Tank Mate: Frogs and fish do not have compatibility with each other. These frogs attack and eat almost all fish, which are of its size or smaller. Fish like cichlid, and predatory fish like bichir might not be safe for these frogs.
Diseases: Red leg disease, bloating disease, tuberculosis, chlamydia psittachi, epidermal chytridiomycosis and fungal infections are the common diseases which attack the African clawed frogs.
Unlike most frogs, the African clawed frog can survive in water with high salinity too.
These creatures have a high tolerance to its environmental changes, and can survive in nearly any body of water, ranging from desert oases to ice-covered lakes.
During the time of the year, when the pond dries up, these frogs lay dormant underground in burrows in the mud and may live there for up to a year.
African Clawed Frog Tadpole Images
African clawed frog falls under category ‘Least Concern’ (IUCN 3.1).
In the wild, the African clawed frog is frequently infected by various parasites, which includes monogeneans in the urinary bladder.

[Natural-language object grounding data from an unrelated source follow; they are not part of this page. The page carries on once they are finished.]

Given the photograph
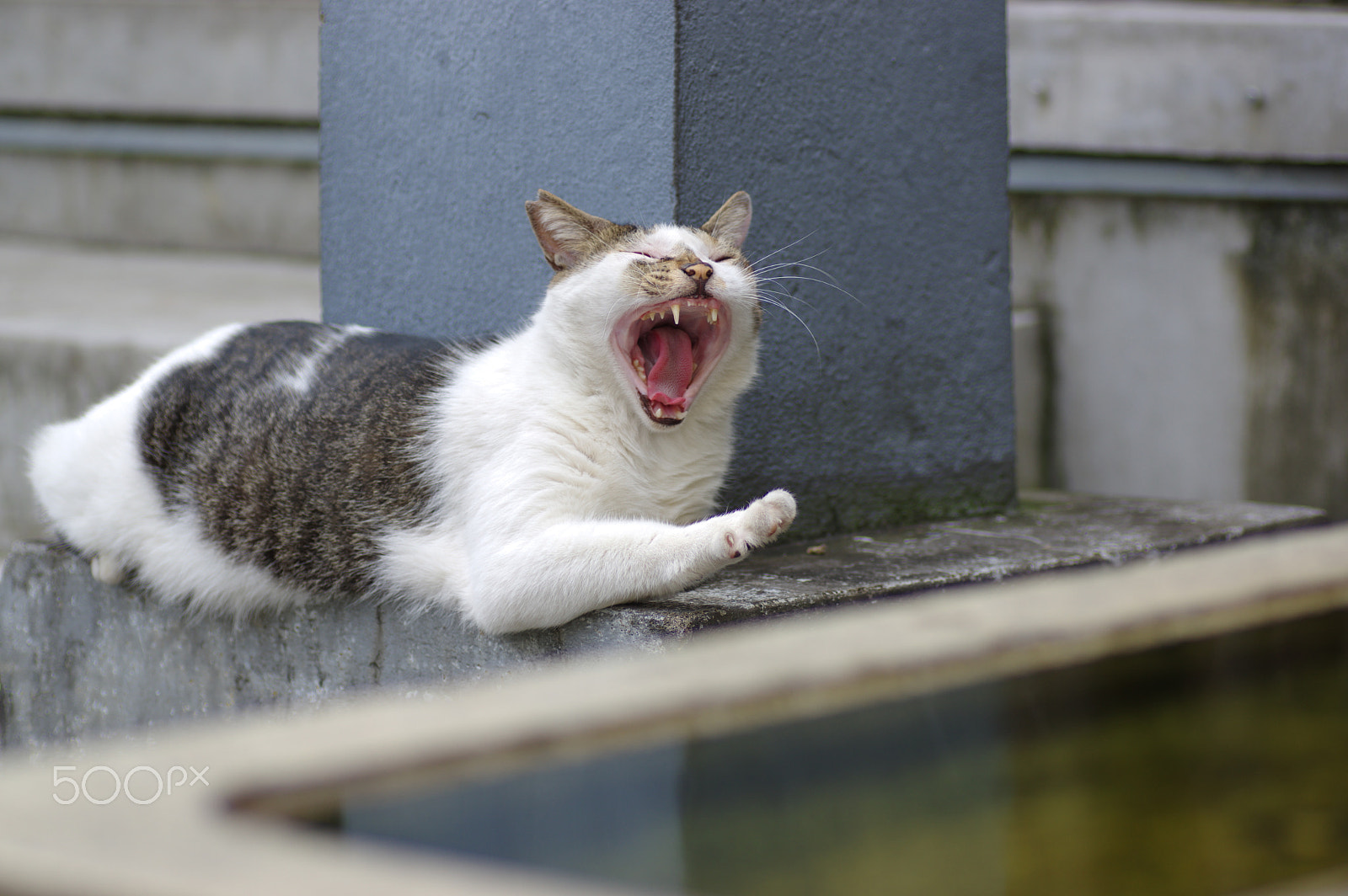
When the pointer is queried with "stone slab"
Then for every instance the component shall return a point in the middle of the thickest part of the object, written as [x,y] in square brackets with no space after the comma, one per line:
[80,658]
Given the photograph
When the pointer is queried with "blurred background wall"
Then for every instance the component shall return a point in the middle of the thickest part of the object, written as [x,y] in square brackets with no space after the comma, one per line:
[1180,226]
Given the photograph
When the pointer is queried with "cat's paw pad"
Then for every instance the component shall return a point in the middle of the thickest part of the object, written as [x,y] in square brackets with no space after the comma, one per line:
[761,522]
[107,569]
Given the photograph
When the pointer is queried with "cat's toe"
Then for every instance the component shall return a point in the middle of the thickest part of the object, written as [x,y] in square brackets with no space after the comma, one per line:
[107,569]
[778,512]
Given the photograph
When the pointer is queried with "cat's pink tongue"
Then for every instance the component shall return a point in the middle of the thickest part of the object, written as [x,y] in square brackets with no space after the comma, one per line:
[671,368]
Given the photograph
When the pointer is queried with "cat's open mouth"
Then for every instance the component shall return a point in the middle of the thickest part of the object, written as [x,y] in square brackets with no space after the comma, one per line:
[667,350]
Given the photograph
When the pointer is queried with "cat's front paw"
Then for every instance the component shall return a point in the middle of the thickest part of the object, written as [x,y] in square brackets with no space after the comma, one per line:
[759,523]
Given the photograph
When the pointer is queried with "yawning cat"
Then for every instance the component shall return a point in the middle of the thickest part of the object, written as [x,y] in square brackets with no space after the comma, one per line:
[523,480]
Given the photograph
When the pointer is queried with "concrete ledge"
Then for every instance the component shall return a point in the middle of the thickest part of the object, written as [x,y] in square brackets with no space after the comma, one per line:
[80,658]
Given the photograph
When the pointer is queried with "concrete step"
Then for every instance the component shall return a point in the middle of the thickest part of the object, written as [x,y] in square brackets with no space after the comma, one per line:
[78,323]
[80,658]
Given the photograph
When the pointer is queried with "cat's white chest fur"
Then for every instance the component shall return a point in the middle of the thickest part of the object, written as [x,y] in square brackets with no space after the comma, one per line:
[563,469]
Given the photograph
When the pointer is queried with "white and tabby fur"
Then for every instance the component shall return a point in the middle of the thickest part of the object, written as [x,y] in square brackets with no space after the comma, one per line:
[546,485]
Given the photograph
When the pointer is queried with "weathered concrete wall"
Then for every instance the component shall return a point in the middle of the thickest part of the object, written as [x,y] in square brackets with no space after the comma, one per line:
[1199,349]
[1190,273]
[878,155]
[78,658]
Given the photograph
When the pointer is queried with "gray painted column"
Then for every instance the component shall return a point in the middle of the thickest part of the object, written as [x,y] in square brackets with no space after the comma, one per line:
[871,135]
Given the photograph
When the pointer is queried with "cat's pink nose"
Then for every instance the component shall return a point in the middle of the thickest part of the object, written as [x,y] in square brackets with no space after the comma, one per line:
[700,273]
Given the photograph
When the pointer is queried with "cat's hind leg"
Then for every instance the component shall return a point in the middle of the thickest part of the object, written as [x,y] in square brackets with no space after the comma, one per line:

Since the 1950s, the African clawed frogs have been kept as pets and research subjects.
The varied skin color and the mottled pattern of the African Clawed Frog has given it more camouflage from predators.
Back in the 1940s, specimen female African clawed frogs had been injected with urine of a female human. If the female was pregnant, then the injected clawed frog would start producing eggs. This experiment lead to the first vertebrate cloned in the laboratory.
They respire through their well-developed lungs and come up at the top of the water surface to breathe.